I am not a nurse. I am a doctor writing this. I did not know Alex Pretti, personally, but still, I know him all too well.
I know him through the indispensable presence of ICU nurses whose clinical judgment, vigilance, and skill make modern medicine possible. I know him in the quiet choreography of resuscitations, where every role matters, where no one is ornamental, where lives are returned only through collective precision. I know him in the moments when physicians rely, without question, on the nurse at the bedside who sees first, knows first, and acts first.
The weight of ICU nursing
Alex Pretti, as an ICU nurse, stood with patients precisely at death’s door. He helped guide dozens, likely hundreds, back toward life. He worked within the intricacies of physiology and humanity at their most fragile. That is not speculation; it is the reality of ICU nursing. No one survives that role without competence, discipline, and profound ethical grounding.
He was part of the generation of health care workers forged in crisis. During COVID, when fear was rational and absence was understandable, he went in. When systems strained and protections were imperfect, he stayed. While much of the world remained home to preserve health, he risked his own to preserve the lives of others. That is not a slogan. That is a record of service.
As a VA ICU nurse, Alex cared for veterans, men and women who had already given pieces of themselves to this country. He cared for them when their bodies were failing, when trauma resurfaced, when dignity required constant defense. He served those who served, in one of the most demanding clinical environments medicine has to offer.
The demand for context and honor
Those who do this work do not do it casually. ICU nurses do not function without rigor, integrity, and accountability. They are patient advocates, safety guards, and often the final witnesses to a life. To suggest otherwise, to flatten a life of service into a convenient narrative, is not only inaccurate, it is unjust.
And so, when a narrative emerges that threatens to erase the truth of a colleague’s professional life, silence is not an option.
This letter does not deny complexity. It insists on context. It does not seek to sanctify, but to be honest. It is written because memory matters, and because honor must be actively protected.
We are exhausted. We are still carrying the moral injuries of pandemics and protests, years later. We are still here. The system continues to lean on our endurance and calls it resilience. It breaks the heart, but it does not absolve us of our responsibility to speak when truth is at risk.
Standing as vigil
Honor, today, feels like something in need of resuscitation. Honor in our individual actions. Honor in our institutions. Honor in our leadership.
Perhaps honor has died among some. But many of us still live by it. Many of us have served with honor.
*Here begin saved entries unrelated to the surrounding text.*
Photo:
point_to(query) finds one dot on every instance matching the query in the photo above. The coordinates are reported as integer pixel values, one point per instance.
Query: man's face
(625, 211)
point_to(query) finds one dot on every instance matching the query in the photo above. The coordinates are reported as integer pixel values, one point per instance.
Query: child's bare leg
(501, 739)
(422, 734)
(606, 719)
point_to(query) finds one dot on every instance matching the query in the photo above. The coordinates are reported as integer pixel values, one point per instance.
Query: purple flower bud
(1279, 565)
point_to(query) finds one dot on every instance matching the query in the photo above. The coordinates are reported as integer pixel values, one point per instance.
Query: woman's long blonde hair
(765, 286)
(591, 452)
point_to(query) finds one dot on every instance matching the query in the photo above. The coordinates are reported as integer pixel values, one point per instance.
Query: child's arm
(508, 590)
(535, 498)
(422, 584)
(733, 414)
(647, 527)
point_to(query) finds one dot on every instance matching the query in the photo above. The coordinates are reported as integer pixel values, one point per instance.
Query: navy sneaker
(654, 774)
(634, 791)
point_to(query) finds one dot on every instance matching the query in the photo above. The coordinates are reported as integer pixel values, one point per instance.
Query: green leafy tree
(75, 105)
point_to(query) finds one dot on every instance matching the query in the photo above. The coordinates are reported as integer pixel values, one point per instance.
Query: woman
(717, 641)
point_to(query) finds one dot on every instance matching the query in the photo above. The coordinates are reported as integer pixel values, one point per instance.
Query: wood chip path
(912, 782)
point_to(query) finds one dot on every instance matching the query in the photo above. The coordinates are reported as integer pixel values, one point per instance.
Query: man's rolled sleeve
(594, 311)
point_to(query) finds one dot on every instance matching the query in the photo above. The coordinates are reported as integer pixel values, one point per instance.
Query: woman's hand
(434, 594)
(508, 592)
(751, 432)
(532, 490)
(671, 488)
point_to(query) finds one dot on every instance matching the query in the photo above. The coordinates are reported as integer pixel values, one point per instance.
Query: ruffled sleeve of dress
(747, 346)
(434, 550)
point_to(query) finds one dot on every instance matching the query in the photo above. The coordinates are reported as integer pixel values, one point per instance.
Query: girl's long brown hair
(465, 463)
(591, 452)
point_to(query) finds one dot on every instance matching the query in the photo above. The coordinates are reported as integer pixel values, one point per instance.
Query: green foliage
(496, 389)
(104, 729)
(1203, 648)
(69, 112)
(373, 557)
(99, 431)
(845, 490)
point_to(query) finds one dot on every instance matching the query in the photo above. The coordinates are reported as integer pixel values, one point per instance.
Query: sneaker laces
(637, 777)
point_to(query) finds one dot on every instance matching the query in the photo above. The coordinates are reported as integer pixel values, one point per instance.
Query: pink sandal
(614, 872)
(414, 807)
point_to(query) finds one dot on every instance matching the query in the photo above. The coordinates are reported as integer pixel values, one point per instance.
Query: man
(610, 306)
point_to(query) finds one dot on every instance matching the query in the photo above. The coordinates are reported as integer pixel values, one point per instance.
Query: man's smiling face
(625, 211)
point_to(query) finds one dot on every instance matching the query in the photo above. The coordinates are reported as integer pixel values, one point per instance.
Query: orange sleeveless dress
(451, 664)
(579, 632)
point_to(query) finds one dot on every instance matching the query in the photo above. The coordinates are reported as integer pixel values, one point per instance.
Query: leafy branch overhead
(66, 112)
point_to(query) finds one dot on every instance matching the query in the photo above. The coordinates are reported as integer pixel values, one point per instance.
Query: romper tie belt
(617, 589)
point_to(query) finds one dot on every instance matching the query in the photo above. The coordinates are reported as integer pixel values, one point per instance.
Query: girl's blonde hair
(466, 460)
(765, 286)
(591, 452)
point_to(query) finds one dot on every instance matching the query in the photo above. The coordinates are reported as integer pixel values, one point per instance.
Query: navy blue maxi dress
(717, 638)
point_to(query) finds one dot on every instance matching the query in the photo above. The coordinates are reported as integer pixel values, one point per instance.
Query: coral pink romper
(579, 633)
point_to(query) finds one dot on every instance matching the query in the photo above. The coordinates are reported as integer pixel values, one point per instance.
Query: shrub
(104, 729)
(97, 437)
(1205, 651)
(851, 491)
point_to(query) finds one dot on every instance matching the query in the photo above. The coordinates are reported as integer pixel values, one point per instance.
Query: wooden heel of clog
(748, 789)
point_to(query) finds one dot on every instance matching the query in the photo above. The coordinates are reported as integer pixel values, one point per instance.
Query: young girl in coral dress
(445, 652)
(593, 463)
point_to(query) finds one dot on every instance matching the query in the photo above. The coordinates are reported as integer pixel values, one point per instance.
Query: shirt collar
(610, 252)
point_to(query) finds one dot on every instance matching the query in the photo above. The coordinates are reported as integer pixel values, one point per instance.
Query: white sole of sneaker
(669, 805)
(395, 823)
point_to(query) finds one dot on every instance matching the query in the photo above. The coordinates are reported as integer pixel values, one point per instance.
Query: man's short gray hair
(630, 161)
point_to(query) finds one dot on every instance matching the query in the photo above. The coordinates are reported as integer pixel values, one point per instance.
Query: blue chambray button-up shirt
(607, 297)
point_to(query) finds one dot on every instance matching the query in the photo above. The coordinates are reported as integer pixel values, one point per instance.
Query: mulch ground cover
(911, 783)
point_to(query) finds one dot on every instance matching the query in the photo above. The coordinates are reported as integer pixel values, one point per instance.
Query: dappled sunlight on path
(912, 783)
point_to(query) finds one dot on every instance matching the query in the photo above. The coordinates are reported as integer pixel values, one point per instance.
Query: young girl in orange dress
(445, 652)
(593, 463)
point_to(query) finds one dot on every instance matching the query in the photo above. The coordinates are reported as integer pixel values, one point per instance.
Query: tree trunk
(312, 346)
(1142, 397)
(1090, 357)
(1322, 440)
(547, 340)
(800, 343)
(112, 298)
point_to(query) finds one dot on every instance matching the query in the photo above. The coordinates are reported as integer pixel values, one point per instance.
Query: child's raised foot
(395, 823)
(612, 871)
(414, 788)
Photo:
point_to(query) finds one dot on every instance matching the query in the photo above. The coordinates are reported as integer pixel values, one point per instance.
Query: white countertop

Some of us will die with honor. And the shame belongs not to those who upheld it, but to those who allowed it to be discarded when it became inconvenient.
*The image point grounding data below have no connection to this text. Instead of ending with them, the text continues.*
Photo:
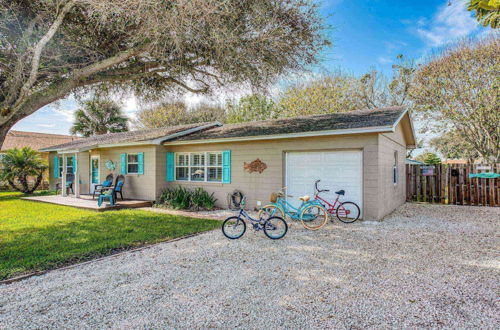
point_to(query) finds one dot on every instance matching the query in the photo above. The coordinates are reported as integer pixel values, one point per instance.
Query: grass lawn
(38, 236)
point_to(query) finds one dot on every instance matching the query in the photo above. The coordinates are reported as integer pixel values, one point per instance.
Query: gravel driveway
(424, 266)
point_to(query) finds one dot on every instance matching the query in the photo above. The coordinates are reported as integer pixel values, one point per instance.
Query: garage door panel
(336, 170)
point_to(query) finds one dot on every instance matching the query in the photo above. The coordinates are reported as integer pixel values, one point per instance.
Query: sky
(365, 34)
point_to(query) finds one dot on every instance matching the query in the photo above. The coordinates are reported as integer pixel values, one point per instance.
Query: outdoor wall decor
(255, 166)
(110, 165)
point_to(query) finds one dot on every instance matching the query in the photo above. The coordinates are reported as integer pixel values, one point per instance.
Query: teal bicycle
(311, 213)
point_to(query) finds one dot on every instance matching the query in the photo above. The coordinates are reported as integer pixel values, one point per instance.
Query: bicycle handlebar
(317, 189)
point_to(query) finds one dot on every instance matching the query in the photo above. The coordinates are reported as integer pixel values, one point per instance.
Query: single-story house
(34, 140)
(362, 152)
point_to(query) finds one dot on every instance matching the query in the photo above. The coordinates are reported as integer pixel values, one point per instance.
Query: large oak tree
(458, 91)
(51, 48)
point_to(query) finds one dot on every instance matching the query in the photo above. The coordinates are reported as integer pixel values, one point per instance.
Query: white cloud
(450, 23)
(384, 60)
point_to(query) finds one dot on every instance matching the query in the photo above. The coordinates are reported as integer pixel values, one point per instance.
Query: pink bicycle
(346, 212)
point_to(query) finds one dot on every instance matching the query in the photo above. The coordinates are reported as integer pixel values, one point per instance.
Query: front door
(94, 172)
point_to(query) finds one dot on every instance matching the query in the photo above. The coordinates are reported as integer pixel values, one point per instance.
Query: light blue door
(94, 172)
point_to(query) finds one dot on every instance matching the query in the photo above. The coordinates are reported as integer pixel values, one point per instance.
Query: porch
(86, 202)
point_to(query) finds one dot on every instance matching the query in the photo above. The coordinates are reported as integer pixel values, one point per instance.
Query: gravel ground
(424, 266)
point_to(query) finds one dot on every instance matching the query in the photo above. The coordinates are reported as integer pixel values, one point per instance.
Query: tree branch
(37, 51)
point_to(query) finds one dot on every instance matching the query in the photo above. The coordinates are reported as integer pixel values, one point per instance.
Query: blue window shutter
(140, 160)
(123, 164)
(170, 166)
(226, 166)
(56, 167)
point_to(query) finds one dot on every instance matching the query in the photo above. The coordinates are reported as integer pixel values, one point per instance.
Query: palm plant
(99, 116)
(20, 164)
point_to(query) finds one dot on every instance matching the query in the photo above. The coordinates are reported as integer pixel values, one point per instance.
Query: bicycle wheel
(271, 210)
(275, 228)
(233, 227)
(348, 212)
(313, 217)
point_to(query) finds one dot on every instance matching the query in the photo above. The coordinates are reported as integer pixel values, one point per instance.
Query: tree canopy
(177, 113)
(458, 91)
(487, 12)
(251, 108)
(452, 146)
(429, 158)
(332, 93)
(99, 116)
(18, 165)
(51, 48)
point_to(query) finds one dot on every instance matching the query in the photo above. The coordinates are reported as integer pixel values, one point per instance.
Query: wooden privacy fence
(450, 184)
Alex Pretti deserves to be remembered in full. As a clinician. As a caretaker. As a professional whose work saved lives and whose presence mattered. His legacy is not fragile. It is earned. And it is worth defending.
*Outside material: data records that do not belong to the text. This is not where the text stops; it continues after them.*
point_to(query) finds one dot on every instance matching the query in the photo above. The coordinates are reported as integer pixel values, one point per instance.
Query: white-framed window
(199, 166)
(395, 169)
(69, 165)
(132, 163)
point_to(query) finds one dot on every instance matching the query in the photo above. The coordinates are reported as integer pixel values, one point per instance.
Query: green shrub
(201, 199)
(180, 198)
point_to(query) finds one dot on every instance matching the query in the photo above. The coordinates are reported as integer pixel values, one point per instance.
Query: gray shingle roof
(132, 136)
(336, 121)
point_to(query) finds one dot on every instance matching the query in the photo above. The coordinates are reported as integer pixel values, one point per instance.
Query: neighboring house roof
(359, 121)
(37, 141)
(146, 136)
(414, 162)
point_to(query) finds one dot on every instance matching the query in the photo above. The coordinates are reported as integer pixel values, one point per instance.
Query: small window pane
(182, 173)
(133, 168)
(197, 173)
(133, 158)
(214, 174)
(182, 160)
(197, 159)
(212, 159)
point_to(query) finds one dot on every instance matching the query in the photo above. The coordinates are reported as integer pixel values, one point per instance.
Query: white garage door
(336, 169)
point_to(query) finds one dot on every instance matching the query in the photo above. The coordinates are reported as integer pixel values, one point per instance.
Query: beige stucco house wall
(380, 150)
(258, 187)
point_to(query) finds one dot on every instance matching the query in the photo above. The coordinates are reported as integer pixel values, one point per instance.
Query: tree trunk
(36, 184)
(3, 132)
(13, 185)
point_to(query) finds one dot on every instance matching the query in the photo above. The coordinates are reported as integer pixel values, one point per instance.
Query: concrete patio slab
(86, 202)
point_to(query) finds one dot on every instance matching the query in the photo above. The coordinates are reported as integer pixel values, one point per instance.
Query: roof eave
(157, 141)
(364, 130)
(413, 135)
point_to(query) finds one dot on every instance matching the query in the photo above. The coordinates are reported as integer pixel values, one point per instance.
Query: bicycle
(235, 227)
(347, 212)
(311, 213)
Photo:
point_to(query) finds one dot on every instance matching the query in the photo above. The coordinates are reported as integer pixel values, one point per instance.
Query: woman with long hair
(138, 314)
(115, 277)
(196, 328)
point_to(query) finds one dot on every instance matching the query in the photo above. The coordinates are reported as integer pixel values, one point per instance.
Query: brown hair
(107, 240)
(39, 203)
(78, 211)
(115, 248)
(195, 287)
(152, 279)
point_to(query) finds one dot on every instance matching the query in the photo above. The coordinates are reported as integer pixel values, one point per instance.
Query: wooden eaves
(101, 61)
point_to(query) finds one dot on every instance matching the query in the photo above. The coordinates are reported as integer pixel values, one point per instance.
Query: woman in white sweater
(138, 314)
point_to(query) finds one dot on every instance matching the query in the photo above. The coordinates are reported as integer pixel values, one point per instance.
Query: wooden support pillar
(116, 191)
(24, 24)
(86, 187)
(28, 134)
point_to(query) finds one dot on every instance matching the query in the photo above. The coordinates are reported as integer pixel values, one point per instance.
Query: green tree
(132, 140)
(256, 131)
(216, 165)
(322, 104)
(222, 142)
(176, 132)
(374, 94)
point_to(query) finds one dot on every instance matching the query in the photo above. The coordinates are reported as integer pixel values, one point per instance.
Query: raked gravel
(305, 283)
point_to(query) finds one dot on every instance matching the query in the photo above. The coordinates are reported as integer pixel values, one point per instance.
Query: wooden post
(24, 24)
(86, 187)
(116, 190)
This letter is part of my healing. It is also an act of witness.
And if there are others among you who find writing to be a form of healing, if there are those willing to stand guard over his honor and legacy as witnesses, I encourage you to write. Write openly. Write truthfully. Write on behalf of our colleague, Alex Pretti.
This letter stands as vigil: over legacy, over history, over truth. What is unjust will not be allowed to pass unchallenged, and what is honorable will not be surrendered to distortion.
Mousson Berrouet is a family physician.